Last season, Mgebroff scored in double figures one time against Division I opposition, scoring 10 against Lafayette. This season, Mgebroff reached double figures in each of the Mountain Hawks' first four contests, missing a combined total of just five shots from the field during that stretch.
HOME COOKING: Holy Cross has started the season 4-0 for the first time in the Ralph Willard era. The Crusaders will look to go to 5-0 for the first time since 1988-89 Saturday when they host William and Mary. The only unbeaten team in the league, Holy Cross is also the only team that has played three home games to date. Bucknell and Lafayette, the two teams with the worst records in the league, have played just one home game each.
Navy may have the most impressive early season record when homecourts are factored into the equation. The 4-1 Mids have yet to play in Alumni Hall. Navy's lone "home" game was played at the ShowPlace Arena in nearby Upper Marlboro, Md. because some Fillipino dance troupe was appearing in Alumni Hall that night.
NO SWEAT: Keith Simmons does not seem to be sweating those cramping problems that hobbled the Holy Cross winger last season. Through four games, Simmons is averaging 34.5 minutes per game. His 18.8 points per game are second in the league only to Lehigh's Jose Olivero.
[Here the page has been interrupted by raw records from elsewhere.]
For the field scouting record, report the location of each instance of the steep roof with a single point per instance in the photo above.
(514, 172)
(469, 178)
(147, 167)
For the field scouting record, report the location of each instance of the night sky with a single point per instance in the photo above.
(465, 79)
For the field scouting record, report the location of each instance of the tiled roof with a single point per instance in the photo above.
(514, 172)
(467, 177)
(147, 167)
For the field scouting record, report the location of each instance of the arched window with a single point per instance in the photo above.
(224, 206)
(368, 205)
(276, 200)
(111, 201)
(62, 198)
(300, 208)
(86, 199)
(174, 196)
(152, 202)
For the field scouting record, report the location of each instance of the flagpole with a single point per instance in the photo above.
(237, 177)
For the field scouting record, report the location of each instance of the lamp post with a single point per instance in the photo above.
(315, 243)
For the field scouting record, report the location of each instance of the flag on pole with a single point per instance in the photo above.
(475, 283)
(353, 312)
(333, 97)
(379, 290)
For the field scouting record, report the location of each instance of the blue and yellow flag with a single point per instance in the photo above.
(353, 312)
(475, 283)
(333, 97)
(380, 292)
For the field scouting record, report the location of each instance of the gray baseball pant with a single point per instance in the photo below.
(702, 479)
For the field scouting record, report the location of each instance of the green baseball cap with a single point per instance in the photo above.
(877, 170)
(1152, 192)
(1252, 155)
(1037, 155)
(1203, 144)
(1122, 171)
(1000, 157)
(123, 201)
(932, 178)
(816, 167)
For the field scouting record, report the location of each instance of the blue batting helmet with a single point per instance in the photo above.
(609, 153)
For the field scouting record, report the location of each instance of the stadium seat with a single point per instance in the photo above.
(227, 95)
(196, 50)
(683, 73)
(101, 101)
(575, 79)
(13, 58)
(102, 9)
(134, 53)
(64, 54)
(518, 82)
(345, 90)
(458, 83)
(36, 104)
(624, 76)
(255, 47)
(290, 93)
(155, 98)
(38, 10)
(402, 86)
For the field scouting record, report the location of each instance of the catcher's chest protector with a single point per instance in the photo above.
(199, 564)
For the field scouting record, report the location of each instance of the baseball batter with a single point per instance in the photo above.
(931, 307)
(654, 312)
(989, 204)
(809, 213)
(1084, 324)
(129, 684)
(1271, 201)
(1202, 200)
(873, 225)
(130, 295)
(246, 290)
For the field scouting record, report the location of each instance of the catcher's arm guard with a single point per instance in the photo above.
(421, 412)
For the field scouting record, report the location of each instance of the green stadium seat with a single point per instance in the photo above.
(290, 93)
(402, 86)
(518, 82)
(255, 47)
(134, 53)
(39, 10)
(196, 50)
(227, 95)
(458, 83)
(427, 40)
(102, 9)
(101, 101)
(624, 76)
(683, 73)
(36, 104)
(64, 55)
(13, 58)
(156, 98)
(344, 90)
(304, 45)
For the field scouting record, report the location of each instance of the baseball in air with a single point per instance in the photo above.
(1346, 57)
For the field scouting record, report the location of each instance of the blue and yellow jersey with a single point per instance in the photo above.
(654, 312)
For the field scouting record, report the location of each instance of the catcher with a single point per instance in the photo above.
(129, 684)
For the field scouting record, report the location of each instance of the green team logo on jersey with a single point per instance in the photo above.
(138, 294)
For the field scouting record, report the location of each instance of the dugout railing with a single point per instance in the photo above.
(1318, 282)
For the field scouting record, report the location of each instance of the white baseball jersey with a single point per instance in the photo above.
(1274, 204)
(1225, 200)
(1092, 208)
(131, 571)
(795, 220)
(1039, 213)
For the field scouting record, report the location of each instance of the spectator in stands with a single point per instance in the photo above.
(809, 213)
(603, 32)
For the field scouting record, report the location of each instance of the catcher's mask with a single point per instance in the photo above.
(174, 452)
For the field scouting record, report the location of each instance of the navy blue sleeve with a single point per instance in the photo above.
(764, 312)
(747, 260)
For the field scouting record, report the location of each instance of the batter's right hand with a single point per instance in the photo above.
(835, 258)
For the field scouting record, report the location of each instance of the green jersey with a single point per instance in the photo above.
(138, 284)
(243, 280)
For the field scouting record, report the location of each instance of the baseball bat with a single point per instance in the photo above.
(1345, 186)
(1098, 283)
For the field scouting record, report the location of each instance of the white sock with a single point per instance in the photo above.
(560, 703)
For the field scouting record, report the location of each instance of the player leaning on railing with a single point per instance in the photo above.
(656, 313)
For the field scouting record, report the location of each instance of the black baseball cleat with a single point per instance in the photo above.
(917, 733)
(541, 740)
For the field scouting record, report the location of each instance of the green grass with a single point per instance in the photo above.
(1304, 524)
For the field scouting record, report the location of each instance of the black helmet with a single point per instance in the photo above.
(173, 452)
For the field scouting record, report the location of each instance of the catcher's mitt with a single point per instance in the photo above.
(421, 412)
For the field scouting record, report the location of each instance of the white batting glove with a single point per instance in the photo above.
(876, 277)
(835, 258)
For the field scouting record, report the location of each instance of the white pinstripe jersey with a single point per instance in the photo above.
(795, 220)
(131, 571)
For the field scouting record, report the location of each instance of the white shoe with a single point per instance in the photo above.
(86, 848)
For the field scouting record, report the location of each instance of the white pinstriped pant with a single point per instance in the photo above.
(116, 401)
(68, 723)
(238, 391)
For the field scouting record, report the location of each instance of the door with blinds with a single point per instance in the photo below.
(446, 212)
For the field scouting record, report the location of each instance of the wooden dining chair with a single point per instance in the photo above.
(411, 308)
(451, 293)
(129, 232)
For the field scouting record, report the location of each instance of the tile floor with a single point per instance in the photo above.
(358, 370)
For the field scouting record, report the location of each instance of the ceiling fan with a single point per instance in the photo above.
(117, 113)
Simmons 6.2 rebounds per game are tied for fourth.
In the Patriot League, only teammate Torey Thomas (37 mpg) is averaging more minutes than Simmons.
NO MINUTES: Notable for their lack of early season playing time: Army's John Moonshower, who showed a lot of promise the end of last season, has played a total of two minutes, appearing in three of Army's five games. One-time starter Jimmy Sewell has also played in just three games for the Black Knights. Sewell has produced 2 rebounds and 2 points in his eight minutes of action.
Georgetown-transfer Cornelio Guibunda, touted as one of the nation's top recruits when he signed with the Hoyas out of high school, has appeared in two of American's four-games, playing 7 minutes and totaling two free throws, a turnover and a steal.
NOT SEEING DOUBLE: Only one team has nobody averaging in double figures scoring. That team is Bucknell, which is led by Darren Mastropaolo and Jason Vegotsky, each averaging 9.8 ppg. Lafayette, led by Matt Betley (12.4 ppg) is the only other team without at least two players averaging in double figures.
Lehigh leads the way with three players averaging in doubles -- Jose Olivero (league leading 20.2 ppg), Jason Mgebroff (12.7 ppg) and Kyle Neptune (11.3 ppg).
TAKING OFFENSE: Think of Billy Taylor-coached you think of defense first. The Hawks have consistently been among the league's top defensive teams under Taylor, and pride themselves on that style of play.
So it might come as a little surprise to notice the Mountain Hawks are averaging a league-leading 73.3 ppg and giving up 75 ppg, second most allowed in the league.
NAVY ON THE LINE: The Mids are hitting an impressive 66.5 percent from the foul line thus far. Much of the credit for that league-leading stat goes to plebes Trey Stanton (12 for 12) and T.J. Topercer, who are a combined 23 of 24. Sophomore guard Kaleo Kina (16 for 18) has also been impressive.
CAN'T MISS: Speaking of good free throw shooting, five league players have yet to miss from the charity stripe. In addition to Stanton, HC center Tim Clifford is 10 for 10, Bucknell guard John Griffin is 9 for 9. Colgate bench guys Willie Morse (8 for 8) and Alex Woodhouse (4 for 4) also have not missed.